The day itself was like being at a school assembly where teachers to bus drivers introduce themselves to the kids and photo’s are taken. Not really sure why the formal attire is necessary but it is nice to dress up once in a while.
No pics of the day as my daughter was camera shy that day but there will be many more entrance ceremonies to come should we stay in Japan.
As Monday was a public holiday, we decided to take our daughter to Tobe Zoo in Ehime Prefecture.
The weather was a perfect 27 degrees and the sun was shining brightly. We left just before 9am and arrived at the zoo a little before 11am.
The walk from the car park into the zoo is long and winding but beautiful viewing. As you enter the path toward the zoo you are greeted with a lush green backdrop of trees and a tranquil lake. There is a ramp for wheelchair or pram access to the zoo as well as a set of steps.
The entrance fee was a mere 400円 for adults and 100円for kids between 7 and 17. A very cheap form of family entertainment indeed!
The zoo was divided into ‘streets’. There was an African Street, an American Street and even an Australian Street to name a few. There were an interesting array of birds and animals both large and small and our daughter had a ball. She seemed to be afraid of the penguins but adored the elephants and the donkey!
It took us about an hour and a half to walk around the zoo but we didn’t stop at the reptile house due to my fear of snakes. It was a great sized zoo – not too small and not too big.
I totally recommend a visit there if you’re in the area. A fantastic way to spend a few hours and a great family activity that will make memories for life.
The Japanese summer is upon us in full throttle! I must admit that I am not a fan of it at all. The humidity makes most daily tasks unbearable as even the slightest movement will lead to massive amounts of sweat pouring down one’s face.
The upside to summer is however, the fireworks! I absolutely love fireworks and I believe that the displays in Japan are amoung the best in the world.
I am totally looking forward to this year’s fireworks as it will be Maya’s (my daughter) first! I hope the sound doesn’t scare her!
Last month we were privelleged to have had the opportunity to do a little bit of sightseeing as a family. We decided to take a daytrip accross the Seto Bridge to the mainland and visit Korakuen Garden.
It was a glorious sunny day and thankfully the humidity wasn’t too bad.
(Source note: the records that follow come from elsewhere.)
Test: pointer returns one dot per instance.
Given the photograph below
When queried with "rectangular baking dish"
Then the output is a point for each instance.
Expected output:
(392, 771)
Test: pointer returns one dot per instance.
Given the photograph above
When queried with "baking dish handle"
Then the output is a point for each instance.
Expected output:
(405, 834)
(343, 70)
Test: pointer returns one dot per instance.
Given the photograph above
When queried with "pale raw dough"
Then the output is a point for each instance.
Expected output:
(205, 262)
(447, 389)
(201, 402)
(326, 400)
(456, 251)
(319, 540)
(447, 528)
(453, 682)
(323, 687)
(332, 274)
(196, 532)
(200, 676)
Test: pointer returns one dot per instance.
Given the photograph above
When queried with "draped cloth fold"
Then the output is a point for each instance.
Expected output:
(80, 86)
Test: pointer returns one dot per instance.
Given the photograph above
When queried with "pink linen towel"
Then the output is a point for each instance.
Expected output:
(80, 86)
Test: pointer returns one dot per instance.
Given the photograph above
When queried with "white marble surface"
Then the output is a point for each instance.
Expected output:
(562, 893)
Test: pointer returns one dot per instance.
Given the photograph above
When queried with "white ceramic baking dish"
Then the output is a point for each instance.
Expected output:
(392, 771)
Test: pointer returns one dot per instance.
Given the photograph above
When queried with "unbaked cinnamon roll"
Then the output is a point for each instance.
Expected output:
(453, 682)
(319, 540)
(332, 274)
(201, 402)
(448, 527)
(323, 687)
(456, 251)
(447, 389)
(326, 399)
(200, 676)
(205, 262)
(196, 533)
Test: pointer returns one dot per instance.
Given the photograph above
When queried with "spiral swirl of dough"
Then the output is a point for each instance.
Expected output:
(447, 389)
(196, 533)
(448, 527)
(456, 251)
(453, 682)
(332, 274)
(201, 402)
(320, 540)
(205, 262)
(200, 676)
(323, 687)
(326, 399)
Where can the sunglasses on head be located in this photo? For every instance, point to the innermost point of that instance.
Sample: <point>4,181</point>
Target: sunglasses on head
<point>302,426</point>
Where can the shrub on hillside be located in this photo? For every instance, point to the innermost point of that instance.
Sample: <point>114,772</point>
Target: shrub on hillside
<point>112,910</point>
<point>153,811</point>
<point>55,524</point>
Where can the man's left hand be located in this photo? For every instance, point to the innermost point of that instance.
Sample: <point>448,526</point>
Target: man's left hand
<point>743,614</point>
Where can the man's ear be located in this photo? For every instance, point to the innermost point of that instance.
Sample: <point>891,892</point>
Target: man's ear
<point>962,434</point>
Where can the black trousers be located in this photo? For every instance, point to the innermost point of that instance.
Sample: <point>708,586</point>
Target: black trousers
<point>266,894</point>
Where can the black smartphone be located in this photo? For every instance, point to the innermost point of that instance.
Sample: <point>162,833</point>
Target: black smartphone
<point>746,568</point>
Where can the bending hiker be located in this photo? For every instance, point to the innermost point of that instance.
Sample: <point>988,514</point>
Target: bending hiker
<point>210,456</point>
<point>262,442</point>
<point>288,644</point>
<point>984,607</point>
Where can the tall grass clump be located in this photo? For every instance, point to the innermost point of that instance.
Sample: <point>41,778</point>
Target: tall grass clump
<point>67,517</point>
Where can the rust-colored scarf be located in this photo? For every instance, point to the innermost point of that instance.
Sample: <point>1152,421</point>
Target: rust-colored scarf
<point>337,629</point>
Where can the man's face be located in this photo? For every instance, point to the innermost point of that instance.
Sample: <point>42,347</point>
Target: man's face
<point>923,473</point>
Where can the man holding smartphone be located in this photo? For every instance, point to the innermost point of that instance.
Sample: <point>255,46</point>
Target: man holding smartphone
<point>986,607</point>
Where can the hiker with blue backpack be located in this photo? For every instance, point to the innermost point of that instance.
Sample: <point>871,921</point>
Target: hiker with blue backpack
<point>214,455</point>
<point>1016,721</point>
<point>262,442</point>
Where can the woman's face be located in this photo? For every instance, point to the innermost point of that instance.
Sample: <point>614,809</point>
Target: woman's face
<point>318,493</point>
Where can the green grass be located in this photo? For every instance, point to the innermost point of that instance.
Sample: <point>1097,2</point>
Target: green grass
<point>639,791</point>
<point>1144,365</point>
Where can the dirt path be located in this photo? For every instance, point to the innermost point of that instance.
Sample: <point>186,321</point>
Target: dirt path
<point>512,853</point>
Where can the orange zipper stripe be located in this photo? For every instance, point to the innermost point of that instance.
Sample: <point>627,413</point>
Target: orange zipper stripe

I was most excited about crossing the world’s largest two tier bridge. I had crossed it once but by train on the bottom tier, but going accross it from the top by car was a completely different experience.
I know I have mentioned that we live in front of the Seto Inland Sea but to see it in all its glory from the top of the Seto Bridge was something else. I only wish that there was a parking area on top of the 13.1km bridge so that you could stop and take it all in and some snaps to boot.
Our destination however, was Korakuen Garden in Okayama prefecture. It took us about 1.5hrs door to gate and was well worth the drive. The grass was so luscious and green and the air so fresh and clean.
There were a variety of plants and flowers on display and some gorgeous landscaping too. The thing that really struck me though was that the vast open spaces could also be viewed as being beautiful.
Takamatsu’s Ritsurin Garden is differen’t as it is more maze like and condensed which makes it more intruiging and mysterious. Korakuen Garden is just as pretty but is laid open in plain view for all to see.
I couldn’t say that one was better than the other, both a place of beauty, relaxation and enjoyment.
The season has finally changed. The days are longer and the sun shines brightly. This is my favourite month of the year besides maybe October here in Japan. The weather is so beautiful…sunny and warm in the day but not humid and cool at night. The gorgeous spring blooms can be seen at every turn making you feel like nothing can get you down. Except of course if you have allergies.
Hay fever is such a common ailment here in Japan. Fortunately, I don’t suffer from it (knock on wood) but my husband does something shocking! It has been said that even if you are immune now you may not be forever. I have friends who didn’t suffer whilst living in their home countries but after living in Japan for a couple of years were soon victims of the dreaded allergic rhinitis as it is more technically known.
If you do suffer from hay fever then I empathize with you but don’t miss out on the beauty nature has to offer because of it. Smear your nostrils with some petroleum jelly and wear a mask. This may help stop pollen from going up your nose.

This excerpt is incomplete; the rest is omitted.